My half brother is very dark and was constantly mistaken for a Turk in Turkey. Nearly all our grandmother's descendents have her olive skin and dark eyes, even after two or three generations of mixing with Northern Europeans. I am also part native from my mother but I have my grandmother's colouration.


Best Answer - Chosen by Asker: My half brother thinks we're part Turkish through our Swiss grandmother. Her father's surname was Cori and he was born in the village of Ruchine, Canton Graubunden. The old records were burned in a church fire, but there are a lot of Coris in Turkey. My half brother thinks our turkish ancestors were Christians and left for Switzerland to escape persecution under the Ottoman Empire. Is there any way to find out if his theory is true?

My half brother is very dark and was constantly mistaken for a Turk in Turkey. Nearly all our grandmother's descendents have her olive skin and dark eyes, even after two or three generations of mixing with Northern Europeans. I am also part native from my mother but I have my grandmother's colouration.
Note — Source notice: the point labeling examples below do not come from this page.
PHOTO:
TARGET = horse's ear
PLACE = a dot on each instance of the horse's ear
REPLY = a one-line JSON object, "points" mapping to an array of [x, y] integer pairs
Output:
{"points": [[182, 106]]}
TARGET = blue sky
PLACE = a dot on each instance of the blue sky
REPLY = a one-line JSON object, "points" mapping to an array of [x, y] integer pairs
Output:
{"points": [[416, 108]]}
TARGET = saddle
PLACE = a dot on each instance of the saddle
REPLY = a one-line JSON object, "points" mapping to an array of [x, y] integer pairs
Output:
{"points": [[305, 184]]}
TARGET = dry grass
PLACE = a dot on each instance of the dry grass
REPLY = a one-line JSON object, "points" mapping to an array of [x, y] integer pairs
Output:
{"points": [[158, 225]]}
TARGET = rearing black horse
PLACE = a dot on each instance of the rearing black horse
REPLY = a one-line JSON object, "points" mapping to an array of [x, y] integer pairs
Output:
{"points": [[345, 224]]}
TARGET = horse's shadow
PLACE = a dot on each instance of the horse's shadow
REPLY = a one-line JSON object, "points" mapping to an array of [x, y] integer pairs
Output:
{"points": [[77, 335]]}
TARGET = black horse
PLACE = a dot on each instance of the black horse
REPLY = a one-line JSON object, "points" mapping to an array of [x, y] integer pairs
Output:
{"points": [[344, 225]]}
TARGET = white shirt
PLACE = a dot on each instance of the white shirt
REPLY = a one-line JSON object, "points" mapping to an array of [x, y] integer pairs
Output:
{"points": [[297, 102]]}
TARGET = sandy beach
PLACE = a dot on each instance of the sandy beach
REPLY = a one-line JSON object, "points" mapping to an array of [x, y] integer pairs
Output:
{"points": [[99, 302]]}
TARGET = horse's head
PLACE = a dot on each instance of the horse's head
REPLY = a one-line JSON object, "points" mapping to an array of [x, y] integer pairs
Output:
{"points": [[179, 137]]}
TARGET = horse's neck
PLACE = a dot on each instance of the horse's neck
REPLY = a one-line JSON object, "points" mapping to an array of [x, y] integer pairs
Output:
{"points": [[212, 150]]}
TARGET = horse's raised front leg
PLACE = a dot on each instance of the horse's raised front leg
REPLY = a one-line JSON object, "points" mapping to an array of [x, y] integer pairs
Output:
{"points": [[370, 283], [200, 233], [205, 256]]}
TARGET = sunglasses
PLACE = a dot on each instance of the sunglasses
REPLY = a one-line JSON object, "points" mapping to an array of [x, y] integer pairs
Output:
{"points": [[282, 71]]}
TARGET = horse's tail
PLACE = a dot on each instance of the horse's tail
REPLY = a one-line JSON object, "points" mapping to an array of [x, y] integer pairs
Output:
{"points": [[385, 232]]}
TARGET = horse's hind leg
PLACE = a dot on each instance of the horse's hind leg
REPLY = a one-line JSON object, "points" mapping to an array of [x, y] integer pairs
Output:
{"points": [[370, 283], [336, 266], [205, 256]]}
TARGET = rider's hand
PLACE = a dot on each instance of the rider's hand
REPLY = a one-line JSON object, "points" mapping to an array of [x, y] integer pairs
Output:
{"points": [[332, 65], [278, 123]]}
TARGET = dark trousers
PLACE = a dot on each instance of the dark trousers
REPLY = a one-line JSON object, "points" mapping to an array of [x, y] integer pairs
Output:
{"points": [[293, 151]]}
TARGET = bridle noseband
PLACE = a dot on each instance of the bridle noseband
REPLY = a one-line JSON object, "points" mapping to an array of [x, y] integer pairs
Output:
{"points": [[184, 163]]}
If the only indicators for your theory are the surname Cori and dark skin of you descendants is most unlikely that you are part Turkish.

There are no records about significant Turkish immigration to Switzerland 200 to 300 years ago. The idea of a Turkish refugee ending up in a rural Swiss mountain canton might be a good story line for a film but it is really not a very likely scenario.

The following scenario is much more likely:

The canton of Graubünden boarders to Italy. Some parts of the canton are even speak Italian. Cori is an Italian surname too. Many Italians or Swiss-Italians have dark skin and dark eyes. A lot of them look similar to Turks. So your descendants are much more likely to have Italian or Swiss-Italian roots.

@ Paul s Switzerland was never part of the Ottoman Empire. The Ottoman expansion in Europe did never go that far.

it makes sense to me. but perhaps his dark skin came from his other side of the family that ur not related to. just a thought though.
u could hire someone to find out or u could got to like ancestry.com and find out ur self

The Ottoman Turkish Empire 1299-1922 encompassed the area of modern day Switzerland, so it is quite possible that an ancestor of yours, living in Switzerland, could have had some Turkish ancestry, there were many actions, sieges etc., by Turkish soldiers and mercenaries to seize control and to then hold onto their new "possessions", throughout the Turkish Empire. This article gives the dates of some of those actions in that region, and they do fit nicely with your brother's theory, I personally think they would not have been religious emigres because they, 200 to 300 years ago, would have simply been moving from one place within Turkish control to another within Turkish control.

http://en.wikipedia.org/wiki/Ottoman_Emp...

sounds like a very intesting question -- I would like to ask one of the other answerers to cite a reference that Switzerland was part of the Ottoman Empire at any time in the past. It may well be true, and I just hadn't ever heard it.

There certainly have been expusions of various ethnic and religious groups from modern Turkey area well back into time. I can't find any particular specific reference to those groups coming to Switzerland. Until recently, when Europe began needing more laborers, there wouldn't have been, I think, much ordinary immigration of mid-easterners into Switzerland -- The Swiss didn't much care for outsiders as a rule; however, there were examples of particular individuals who were granted sanctuary in Switzerland for religious reasons, or more recently, for political reasons.

I can only suggest that you can immerse yourself in the literature available about Turkish migration and Swiss immigration to see what you can find. I find your premise very possible, though unusual.